Gracias por seguir ahí.
 Nota jurídica: Ejecutivas, Comités, otros bichos y dónde encontrarlos
Yo no sé qué hace la gente estudiando cosas raras con números cuando en España la interpretación jurídica está más de moda que cualquier otra cosa. Por si no hubiéramos tenido poco con los Tratados Europeos o la escurridiza constitución británica últimamente, tras dedicarnos a interpretar cada sílaba del artículo 99 de la Constitución durante un mes, y luego el 170 y 171 del Reglamento del Congreso, nos toca ahora a los juristas –concretamente a aquellos que sabemos algo de Derecho constitucional, Derecho administrativo y, si se le puede llamar así, Derecho estatutario o de asociaciones– ponernos a destripar los Estatutos Federales del PSOE y su normativa. Evidentemente, no me voy a privar del gusto.
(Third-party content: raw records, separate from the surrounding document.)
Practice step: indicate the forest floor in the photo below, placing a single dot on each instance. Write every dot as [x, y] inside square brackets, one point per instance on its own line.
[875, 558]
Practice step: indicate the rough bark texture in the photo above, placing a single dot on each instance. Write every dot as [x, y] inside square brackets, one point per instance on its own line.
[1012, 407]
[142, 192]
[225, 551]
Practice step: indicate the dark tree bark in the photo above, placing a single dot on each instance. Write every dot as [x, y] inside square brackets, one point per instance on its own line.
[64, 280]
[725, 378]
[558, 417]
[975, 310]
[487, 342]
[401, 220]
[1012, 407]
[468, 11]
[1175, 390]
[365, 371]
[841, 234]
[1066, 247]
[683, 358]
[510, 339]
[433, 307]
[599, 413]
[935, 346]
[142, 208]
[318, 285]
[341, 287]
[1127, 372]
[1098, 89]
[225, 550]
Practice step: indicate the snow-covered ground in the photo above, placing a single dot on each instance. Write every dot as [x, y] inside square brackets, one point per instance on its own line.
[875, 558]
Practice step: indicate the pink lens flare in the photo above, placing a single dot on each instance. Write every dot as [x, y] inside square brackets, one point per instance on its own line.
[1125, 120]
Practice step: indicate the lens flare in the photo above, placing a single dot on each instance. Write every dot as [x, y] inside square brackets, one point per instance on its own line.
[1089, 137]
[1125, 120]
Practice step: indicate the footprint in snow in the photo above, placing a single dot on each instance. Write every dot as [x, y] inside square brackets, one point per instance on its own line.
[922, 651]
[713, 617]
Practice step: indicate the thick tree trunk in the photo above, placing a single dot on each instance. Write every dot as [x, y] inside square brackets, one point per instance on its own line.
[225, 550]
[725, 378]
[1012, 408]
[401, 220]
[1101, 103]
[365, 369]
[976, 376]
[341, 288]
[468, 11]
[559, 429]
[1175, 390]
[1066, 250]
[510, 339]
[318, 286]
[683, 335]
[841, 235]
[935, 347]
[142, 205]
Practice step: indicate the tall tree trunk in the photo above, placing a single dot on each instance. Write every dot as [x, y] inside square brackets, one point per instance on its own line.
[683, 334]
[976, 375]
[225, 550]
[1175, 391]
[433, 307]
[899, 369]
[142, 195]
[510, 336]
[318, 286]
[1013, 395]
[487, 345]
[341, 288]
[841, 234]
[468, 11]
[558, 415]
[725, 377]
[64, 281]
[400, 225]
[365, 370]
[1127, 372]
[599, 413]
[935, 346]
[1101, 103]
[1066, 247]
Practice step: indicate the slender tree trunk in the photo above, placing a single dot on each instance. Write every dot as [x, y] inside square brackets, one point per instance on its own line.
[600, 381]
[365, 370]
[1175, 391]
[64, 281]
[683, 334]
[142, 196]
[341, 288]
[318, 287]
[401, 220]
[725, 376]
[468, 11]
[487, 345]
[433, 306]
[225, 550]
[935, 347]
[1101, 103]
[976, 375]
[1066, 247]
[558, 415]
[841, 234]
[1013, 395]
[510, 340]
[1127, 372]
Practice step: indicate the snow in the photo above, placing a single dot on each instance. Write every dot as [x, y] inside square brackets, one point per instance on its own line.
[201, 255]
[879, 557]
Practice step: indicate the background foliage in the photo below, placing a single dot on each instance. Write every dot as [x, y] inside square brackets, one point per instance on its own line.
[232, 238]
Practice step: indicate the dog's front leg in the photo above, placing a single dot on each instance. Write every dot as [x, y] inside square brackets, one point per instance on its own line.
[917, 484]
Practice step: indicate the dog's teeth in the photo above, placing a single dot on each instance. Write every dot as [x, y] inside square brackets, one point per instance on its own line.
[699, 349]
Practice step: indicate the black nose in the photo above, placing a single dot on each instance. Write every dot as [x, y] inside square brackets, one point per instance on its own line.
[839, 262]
Según el artículo 36, párrafo (o), de los Estatutos Federales, el Comité Federal tiene por funciones, entre otras, «convocar un Congreso Extraordinario» cuando las vacantes en la Ejecutiva Federal afecten «a la mitad más uno de sus miembros». Bien. Al haber quedado mermada la Ejecutiva, el Comité debe convocar el Congreso que elija una nueva Ejecutiva (lo que incluye un Secretario General que la presida).
Los dimisionarios afirman que con su marcha la Ejecutiva deja de existir, y el secretario general ya no lo es más. Eso sería potencialmente problemático. Si la Ejecutiva ya no es tal, y el Secretario General tampoco, se da la circunstancia de que no hay nadie que pueda convocar al Comité que tiene que sacar la convocatoria del Congreso, porque éste sólo se reúne a convocatoria de la Ejecutiva (artículo 37.1). Es decir: alguien tiene que quedar en su puesto, aunque sea –qué extraordinaria paradoja– «en Funciones», para convocar al Comité Federal porque de lo contrario éste no se puede poner en marcha. Y parece que eso es lo que han hecho Sánchez y sus leales esta mañana.En fin, desde mi punto de vista, la posibilidad de que hoy exista un poder diferente al del aún secretario general Pedro Sánchez puede ser una realidad política, pero no encuentra sustento en las normas internas del PSOE. Aunque, por supuesto, yo puedo estar equivocado. Y para eso la política es el chiringuito que arregla los problemas cuando se acaba el Derecho.